Iowa-based runner and race director Joshua Sun told Forbes that Athlete Intelligence was confused by his use of the phrase “Great Wall” in the Strava title of a recent run. Sun was referencing a local Chinese restaurant in Davenport, Iowa, but the bot congratulated Sun on his “run in China,” even dubbing it the “Great Wall Ultra…in a stunning part of the world.”
Strava’s CEO Michael Martin acknowledged that Athlete Intelligence is in an “early beta stage,” and isn’t really meant for experienced athletes, adding that anyone can easily turn the feature off. “What we have heard from our newer users but they have trouble understanding the data,” he told Forbes. “They are candidly looking for more encouragement.”
“The goal of Athlete Intelligence is for people to gain context and understanding of their performance and historical progress,” Martin said. “Some people are able to do that with the charts and data alone. We are providing a capsule summary and are doing so in an encouraging way.”
Some users Forbes spoke to liked the encouragement and the positivity of the AI.
Tzeitel Gutierrez of Black Diamond, Washington, appreciated it, even if “it’s a little bit simplistic.”
“Even on rides where I was struggling, it finds a positive twist, which is a little bit annoying – I need some tough love,” she told Forbes. “I kind of like it, I was skeptical at first, but it does get it right.”
Similarly, Sana Ajani, a runner in Chicago, was pleased that the AI was able to highlight a recent personal record for speed. “It looked over all of the runs that I’ve done and said, this is the fastest one you’ve done,” she told Forbes. “That’s not a connection I would have made otherwise.”
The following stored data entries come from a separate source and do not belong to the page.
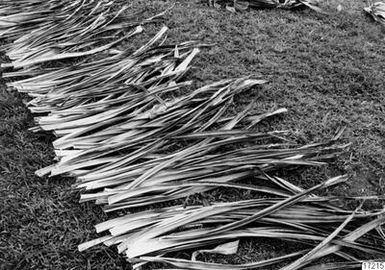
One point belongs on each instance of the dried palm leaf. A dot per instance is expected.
(377, 11)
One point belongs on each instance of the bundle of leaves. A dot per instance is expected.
(136, 135)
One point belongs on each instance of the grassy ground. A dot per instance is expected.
(327, 70)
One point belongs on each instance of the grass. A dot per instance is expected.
(326, 70)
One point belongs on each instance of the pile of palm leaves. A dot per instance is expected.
(234, 5)
(377, 11)
(136, 135)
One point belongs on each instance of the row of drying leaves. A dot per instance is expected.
(377, 11)
(234, 5)
(131, 139)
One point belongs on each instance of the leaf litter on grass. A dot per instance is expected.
(134, 140)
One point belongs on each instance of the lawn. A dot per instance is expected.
(327, 70)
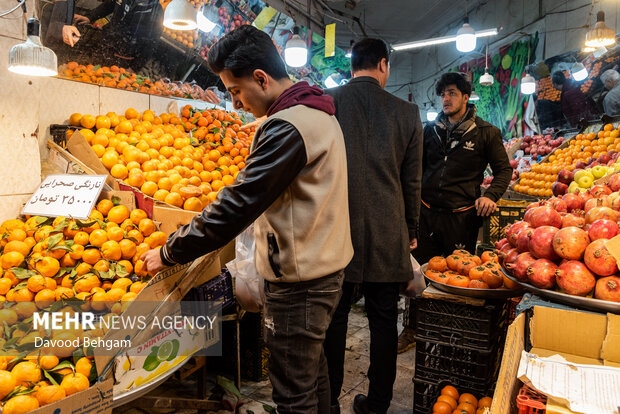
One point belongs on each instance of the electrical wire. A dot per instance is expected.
(4, 13)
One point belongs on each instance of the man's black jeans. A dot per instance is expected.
(296, 318)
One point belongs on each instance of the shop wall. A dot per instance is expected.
(559, 26)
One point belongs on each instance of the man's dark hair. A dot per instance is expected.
(558, 78)
(367, 53)
(453, 78)
(244, 50)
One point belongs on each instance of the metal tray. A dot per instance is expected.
(597, 305)
(473, 293)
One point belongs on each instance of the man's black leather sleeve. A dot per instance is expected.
(278, 157)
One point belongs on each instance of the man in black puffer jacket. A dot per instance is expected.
(457, 149)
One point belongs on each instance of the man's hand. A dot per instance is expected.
(152, 261)
(485, 206)
(79, 19)
(70, 35)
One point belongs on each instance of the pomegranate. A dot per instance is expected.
(541, 242)
(599, 260)
(574, 278)
(603, 229)
(608, 288)
(545, 216)
(570, 243)
(573, 202)
(541, 273)
(558, 204)
(598, 213)
(573, 220)
(501, 243)
(512, 232)
(520, 265)
(600, 190)
(523, 240)
(596, 202)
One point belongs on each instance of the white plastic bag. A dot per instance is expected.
(417, 285)
(249, 285)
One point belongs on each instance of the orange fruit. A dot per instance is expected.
(20, 404)
(91, 256)
(98, 238)
(49, 394)
(74, 383)
(451, 391)
(87, 121)
(11, 259)
(111, 250)
(36, 283)
(26, 373)
(136, 215)
(17, 246)
(118, 214)
(48, 266)
(83, 366)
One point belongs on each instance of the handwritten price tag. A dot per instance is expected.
(69, 195)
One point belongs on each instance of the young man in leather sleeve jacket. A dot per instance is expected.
(294, 190)
(458, 146)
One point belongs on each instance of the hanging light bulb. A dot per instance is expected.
(31, 57)
(579, 71)
(466, 37)
(349, 51)
(528, 84)
(600, 34)
(296, 52)
(486, 79)
(431, 114)
(206, 20)
(180, 15)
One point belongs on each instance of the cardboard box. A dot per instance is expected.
(94, 400)
(578, 337)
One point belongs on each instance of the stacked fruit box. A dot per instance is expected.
(456, 343)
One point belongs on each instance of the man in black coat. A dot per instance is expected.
(458, 146)
(383, 139)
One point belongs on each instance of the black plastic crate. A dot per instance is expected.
(459, 324)
(425, 393)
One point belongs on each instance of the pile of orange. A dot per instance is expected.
(47, 260)
(540, 179)
(185, 37)
(465, 270)
(451, 402)
(180, 160)
(121, 78)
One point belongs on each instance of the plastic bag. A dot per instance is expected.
(417, 285)
(249, 285)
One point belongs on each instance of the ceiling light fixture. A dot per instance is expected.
(349, 50)
(579, 71)
(528, 83)
(600, 34)
(296, 52)
(180, 15)
(31, 57)
(431, 114)
(440, 40)
(486, 79)
(466, 38)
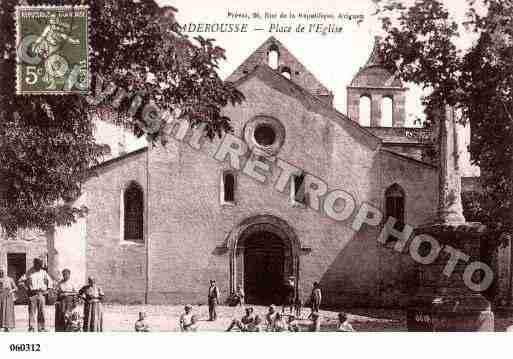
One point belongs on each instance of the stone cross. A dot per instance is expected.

Strava was founded in 2009 by Mark Gainey and Michael Horvath, and built a devoted user base of over 120 million across nearly every country in the world. Within the last four years the company raised $185 million and was valued at $1.39 billion during a November 2020 funding round.
CEO Martin said the app’s new AI feature is built with “one of the leading AI companies” but declined to share which one. Late last month, Strava updated its privacy policy to specifically say “we use the information we collect to enhance the quality, reliability, and/or accuracy of our AI Features by creating, developing, training, testing, improving, and maintaining AI and [machine learning] models run by Strava or our service providers.”